Martin Landray, professor of medicine and epidemiology at the Nuffield Department of Population Health, University of Oxford, and joint chief investigator in the trial, said: “The results from the Recovery trial clearly show the benefits of tocilizumab and dexamethasone in tackling the worst consequences of Covid-19 – improving survival, shortening hospital stay, and reducing the need for mechanical ventilators.
More than 4,000 patients were involved in the Recovery trial, with 2,022 patients randomly allocated to receive tocilizumab, while the rest received the usual standard care.
A majority (82%) of the patients were taking a steroid such as dexamethasone as part of the standard care.
The researchers found that 596 (29%) of the patients in the tocilizumab group died within 28 days, compared with 694 (33%) patients in the usual care group.
Tocilizumab also significantly reduced the chance of progressing to invasive mechanical ventilation or death from 38% to 33% among those who were not on invasive ventilation when entered into the trial, the researchers said.
According to the team, the results also suggest that for patients who have significant inflammation and require oxygen, a combination of a steroid such as dexamethasone and tocilizumab cuts deaths by about a third for patients requiring simple oxygen, and nearly a half for those requiring mechanical ventilation.
Treatment with tocilizumab is thought to cost around £500 and is administered intravenously.
Peter Horby, professor of emerging infectious diseases in the Nuffield Department of Medicine, University of Oxford, and joint chief investigator for Recovery, said: “Previous trials of tocilizumab had shown mixed results, and it was unclear which patients might benefit from the treatment.
“The double impact of dexamethasone plus tocilizumab is impressive and very welcome.”

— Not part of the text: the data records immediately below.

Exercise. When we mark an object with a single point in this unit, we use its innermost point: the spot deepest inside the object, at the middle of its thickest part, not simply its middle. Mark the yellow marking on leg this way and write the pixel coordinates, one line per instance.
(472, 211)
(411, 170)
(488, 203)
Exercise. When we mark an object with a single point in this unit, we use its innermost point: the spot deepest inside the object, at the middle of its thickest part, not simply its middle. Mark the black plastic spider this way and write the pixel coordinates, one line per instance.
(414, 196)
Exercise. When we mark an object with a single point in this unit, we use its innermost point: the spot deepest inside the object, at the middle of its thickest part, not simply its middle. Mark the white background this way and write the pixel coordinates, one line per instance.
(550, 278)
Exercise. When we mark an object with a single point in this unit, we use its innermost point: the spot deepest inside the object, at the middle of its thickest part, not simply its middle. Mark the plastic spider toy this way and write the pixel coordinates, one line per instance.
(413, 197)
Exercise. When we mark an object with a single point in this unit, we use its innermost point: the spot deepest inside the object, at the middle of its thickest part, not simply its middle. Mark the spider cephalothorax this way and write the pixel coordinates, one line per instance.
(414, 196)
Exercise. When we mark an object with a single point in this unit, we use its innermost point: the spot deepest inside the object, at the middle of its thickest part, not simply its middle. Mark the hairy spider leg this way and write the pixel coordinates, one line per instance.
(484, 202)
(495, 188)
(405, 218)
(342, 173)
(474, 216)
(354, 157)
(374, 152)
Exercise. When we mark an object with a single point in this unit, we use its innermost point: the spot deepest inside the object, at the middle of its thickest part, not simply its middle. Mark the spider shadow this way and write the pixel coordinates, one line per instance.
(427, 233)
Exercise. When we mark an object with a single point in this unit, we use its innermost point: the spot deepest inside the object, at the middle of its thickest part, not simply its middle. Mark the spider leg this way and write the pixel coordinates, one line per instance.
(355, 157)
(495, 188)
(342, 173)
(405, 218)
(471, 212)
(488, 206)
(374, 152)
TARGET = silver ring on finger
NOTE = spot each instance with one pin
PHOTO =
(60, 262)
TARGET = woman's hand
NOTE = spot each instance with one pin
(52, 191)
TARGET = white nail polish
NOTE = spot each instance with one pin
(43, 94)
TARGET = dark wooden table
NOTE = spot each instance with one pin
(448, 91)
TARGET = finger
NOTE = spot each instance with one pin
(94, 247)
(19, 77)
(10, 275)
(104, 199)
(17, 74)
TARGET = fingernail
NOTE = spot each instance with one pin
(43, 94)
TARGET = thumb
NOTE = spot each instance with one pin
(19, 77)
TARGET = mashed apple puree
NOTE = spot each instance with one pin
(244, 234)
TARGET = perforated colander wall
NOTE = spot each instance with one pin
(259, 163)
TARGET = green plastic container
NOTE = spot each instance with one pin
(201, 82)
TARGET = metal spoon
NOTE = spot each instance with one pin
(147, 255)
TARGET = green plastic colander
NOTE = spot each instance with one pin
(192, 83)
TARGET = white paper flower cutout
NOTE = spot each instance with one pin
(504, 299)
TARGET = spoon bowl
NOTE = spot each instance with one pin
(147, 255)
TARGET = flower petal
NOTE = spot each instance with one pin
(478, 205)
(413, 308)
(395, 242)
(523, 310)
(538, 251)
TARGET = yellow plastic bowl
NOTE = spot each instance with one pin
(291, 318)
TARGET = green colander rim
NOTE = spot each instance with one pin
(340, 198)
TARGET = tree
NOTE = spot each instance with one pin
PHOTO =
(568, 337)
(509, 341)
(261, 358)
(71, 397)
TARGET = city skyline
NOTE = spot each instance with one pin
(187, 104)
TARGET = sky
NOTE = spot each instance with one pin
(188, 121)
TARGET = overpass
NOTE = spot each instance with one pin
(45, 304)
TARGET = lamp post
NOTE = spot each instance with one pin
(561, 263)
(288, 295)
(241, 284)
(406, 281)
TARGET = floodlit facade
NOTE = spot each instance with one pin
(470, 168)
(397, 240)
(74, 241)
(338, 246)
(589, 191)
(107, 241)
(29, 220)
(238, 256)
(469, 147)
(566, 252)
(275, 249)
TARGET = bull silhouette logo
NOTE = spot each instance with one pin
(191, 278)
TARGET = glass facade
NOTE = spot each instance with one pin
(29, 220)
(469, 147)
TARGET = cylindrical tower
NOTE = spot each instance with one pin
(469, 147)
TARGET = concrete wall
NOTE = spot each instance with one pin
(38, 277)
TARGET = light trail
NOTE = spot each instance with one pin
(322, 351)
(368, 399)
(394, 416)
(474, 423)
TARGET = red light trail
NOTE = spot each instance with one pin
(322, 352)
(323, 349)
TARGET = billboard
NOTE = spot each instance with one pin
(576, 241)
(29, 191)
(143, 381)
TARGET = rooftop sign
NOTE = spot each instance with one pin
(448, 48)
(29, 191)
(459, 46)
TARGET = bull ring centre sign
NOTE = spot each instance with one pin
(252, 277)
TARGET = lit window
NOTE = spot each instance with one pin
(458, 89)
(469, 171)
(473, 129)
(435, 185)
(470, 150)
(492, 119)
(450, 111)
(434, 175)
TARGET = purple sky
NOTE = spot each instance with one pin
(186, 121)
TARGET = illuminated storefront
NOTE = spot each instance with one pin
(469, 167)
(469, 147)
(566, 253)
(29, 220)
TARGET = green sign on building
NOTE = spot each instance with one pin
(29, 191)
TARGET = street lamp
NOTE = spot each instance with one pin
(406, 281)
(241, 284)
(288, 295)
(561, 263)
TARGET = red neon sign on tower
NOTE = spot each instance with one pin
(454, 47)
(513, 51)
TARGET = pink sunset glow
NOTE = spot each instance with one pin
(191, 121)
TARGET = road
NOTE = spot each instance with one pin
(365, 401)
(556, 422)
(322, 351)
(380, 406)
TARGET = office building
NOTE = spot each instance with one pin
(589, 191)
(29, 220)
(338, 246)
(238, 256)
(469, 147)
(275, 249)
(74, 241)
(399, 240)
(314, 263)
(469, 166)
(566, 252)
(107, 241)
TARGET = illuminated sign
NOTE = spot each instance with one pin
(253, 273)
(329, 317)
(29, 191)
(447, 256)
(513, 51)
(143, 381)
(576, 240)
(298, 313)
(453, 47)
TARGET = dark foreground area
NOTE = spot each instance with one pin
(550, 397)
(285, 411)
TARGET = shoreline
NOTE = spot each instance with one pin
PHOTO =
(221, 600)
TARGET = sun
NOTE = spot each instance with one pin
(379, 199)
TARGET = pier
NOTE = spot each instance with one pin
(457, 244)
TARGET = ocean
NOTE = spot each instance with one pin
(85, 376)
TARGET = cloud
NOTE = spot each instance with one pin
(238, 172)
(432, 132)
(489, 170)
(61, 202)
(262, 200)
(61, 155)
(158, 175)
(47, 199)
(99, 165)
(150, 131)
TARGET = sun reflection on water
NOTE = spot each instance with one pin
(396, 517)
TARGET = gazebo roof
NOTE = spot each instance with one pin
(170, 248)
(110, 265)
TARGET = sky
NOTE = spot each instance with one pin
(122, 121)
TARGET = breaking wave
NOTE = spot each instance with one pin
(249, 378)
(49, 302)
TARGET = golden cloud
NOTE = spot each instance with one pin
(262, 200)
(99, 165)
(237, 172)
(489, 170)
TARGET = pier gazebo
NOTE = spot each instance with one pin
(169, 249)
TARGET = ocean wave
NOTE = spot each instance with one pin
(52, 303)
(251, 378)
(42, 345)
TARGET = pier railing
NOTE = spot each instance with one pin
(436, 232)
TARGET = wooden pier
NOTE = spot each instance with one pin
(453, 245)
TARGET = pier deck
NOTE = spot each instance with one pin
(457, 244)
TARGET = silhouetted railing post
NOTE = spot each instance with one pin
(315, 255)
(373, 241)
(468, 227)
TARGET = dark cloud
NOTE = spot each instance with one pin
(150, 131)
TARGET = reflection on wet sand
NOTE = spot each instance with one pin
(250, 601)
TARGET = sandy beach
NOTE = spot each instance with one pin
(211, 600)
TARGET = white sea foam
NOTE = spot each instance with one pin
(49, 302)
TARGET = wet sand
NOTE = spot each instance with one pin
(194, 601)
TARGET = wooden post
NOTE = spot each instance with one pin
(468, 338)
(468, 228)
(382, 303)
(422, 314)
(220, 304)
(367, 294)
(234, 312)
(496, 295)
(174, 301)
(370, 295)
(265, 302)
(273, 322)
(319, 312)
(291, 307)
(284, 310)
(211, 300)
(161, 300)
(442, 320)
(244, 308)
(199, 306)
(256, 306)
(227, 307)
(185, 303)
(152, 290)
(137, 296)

Last year, the Recovery trial found dexamethasone cut the risk of death by a third for patients on ventilators and by a fifth for those on oxygen.
Health and Social Care Secretary Matt Hancock said: “Today’s excellent news is further proof the UK is at the forefront of the global mission to find safe and effective treatments for this terrible virus.
“I want to thank all those who have played a part in generating these tremendous results – from the British scientists and researchers behind the trial, to the thousands of patients who took part across the country.
“We are working quickly and closely with colleagues across the health system and sector to ensure every NHS patient who needs this treatment should be able to access it – reducing further pressures on the NHS and potentially saving thousands of lives.”
Deputy chief medical officer Professor Jonathan Van-Tam said: “These results present another important advance in our fight against Covid-19 and are good news for patients and clinicians around the world – it’s a combination of both effective therapeutics and vaccines that will mean an end to this pandemic.
“The data published today mean many more patients in hospital with Covid-19 will have access to a proven treatment, speeding up their recovery and reducing the risk of mortality significantly.
“It’s because of the UK’s world-class clinical trials infrastructure, including NIHR infrastructure in NHS hospitals, and the generosity of UK patients to volunteer even though they are ill themselves, that trials like RECOVERY are able to deliver definitive evidence that will save lives, and I am hugely grateful to all those involved.”